Sin darse cuenta, Yada caminaba por un parque.
Intentó hablar con un anciano sentado en un banco, pero este solo negó con la cabeza.
Yada se sentó pesadamente junto al anciano.
“Aaaaa, quiero volver a Nueva York…”
Miró hacia la Torre Eiffel.
¿¡Mmm!?
¿¡Yada está en París!?
En cualquier caso, en París prácticamente no había notación inglesa, y poca gente hablaba inglés.
Desafortunadamente, su teléfono se quedó sin batería, así que intentó caminar sin rumbo, fijándose solo en los nombres de las calles, pero estaba completamente perdido.
“Siento que estoy dando vueltas…”
Mientras deambulaba irritado, vio una tienda a lo lejos.
Un empleado estaba reorganizando los carritos de la compra frente a la tienda.
¡Espero que entiendan inglés...!
Murmurando como si rezara, Yada corrió hacia el dependiente.
"Eh, disculpe..."
"Ah, ¿es usted japonés?"
"¡¿Eh?!"
Sorprendida por la pregunta del dependiente de ojos verdes, Yada se quedó sin palabras.
El atardecer de junio se hacía tarde.
Incluso a las 8 p. m., todavía brillaba el sol, y los parisinos disfrutaban de la noche a su manera.
Un elegante restaurante ubicado en un rincón de una exclusiva zona residencial era famoso por su capacidad para disfrutar de la música y la deliciosa gastronomía.
Hazuki ofrecía música en vivo junto a violistas y violonchelistas.
Mientras saboreaban la elegante actuación, los clientes disfrutaban de sus comidas.
Cuando no tenía grandes conciertos, aparte de dar clases a niños, se encargaba de estos pequeños conciertos.
Planeaba ahorrar dinero de esta manera para poder volver a Nueva York.
Al terminar el trabajo, Hazuki salió por la puerta trasera del restaurante junto con los violonchelistas y los violistas.
"¡Salut! (¡Adiós!)"
"¡Salut!

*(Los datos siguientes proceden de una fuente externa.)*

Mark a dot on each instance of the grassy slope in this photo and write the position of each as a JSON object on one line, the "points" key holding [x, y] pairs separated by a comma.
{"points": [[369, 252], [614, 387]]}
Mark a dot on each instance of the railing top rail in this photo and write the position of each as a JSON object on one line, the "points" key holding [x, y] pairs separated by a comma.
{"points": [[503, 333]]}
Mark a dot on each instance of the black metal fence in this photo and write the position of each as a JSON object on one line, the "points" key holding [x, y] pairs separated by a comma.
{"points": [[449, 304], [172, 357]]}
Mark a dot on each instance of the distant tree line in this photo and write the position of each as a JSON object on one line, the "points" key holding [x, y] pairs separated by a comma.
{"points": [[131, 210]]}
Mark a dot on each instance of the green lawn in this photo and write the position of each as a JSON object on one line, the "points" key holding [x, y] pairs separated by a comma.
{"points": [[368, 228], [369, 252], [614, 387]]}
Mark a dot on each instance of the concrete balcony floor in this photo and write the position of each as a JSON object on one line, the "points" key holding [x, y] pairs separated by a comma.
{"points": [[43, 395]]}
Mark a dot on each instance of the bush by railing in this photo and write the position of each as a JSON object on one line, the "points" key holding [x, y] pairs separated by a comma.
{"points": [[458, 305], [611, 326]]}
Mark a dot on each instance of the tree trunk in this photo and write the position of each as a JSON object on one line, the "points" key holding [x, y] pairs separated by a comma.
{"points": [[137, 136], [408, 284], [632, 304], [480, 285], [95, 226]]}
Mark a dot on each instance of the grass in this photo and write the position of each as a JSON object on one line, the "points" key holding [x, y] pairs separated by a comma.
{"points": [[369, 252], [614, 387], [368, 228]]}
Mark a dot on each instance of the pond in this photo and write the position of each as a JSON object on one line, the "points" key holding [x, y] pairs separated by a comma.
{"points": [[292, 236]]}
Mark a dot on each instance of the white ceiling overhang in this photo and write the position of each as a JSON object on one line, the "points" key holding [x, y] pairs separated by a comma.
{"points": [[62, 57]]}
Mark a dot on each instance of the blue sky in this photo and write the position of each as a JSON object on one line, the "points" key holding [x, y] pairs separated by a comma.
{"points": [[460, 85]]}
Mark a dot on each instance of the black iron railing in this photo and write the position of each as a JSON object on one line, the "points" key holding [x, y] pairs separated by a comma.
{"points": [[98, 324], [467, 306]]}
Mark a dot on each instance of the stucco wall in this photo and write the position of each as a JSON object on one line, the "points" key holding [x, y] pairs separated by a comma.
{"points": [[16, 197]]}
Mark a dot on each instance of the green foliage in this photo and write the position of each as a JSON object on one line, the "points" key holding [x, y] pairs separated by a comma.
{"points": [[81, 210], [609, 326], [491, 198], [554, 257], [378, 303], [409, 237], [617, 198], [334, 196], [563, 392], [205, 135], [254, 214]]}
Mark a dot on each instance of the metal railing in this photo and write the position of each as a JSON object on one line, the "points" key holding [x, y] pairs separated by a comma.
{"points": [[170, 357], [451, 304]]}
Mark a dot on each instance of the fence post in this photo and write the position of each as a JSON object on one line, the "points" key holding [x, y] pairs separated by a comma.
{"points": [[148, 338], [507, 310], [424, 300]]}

Hazuki".
Las luces brillantes de la lejana Torre Eiffel indicaban que ya eran las 11 p. m.
Hazuki, que había tomado el metro hasta la estación más cercana, sacó su teléfono inteligente mientras subía las escaleras.
Normalmente, habría recibido algún mensaje de Yada a esta hora.
Pero no había mensajes nuevos.
"...Me pregunto si Masaru-kun también estará ocupado..."
Por alguna razón, el estuche de su violín pesaba.
Combinar clases y conciertos la había dejado bastante agotada.
Al llegar a casa, se duchaba, tomaba leche caliente y se metía en la cama.
Con estos pensamientos, al llegar a la entrada de su apartamento, Hazuki vio a alguien agachado en un rincón.
"¡Kyaa!"
Instintivamente, retrocedió y vio la figura oscura agachada retorciéndose un poco.
"Llegas tarde..."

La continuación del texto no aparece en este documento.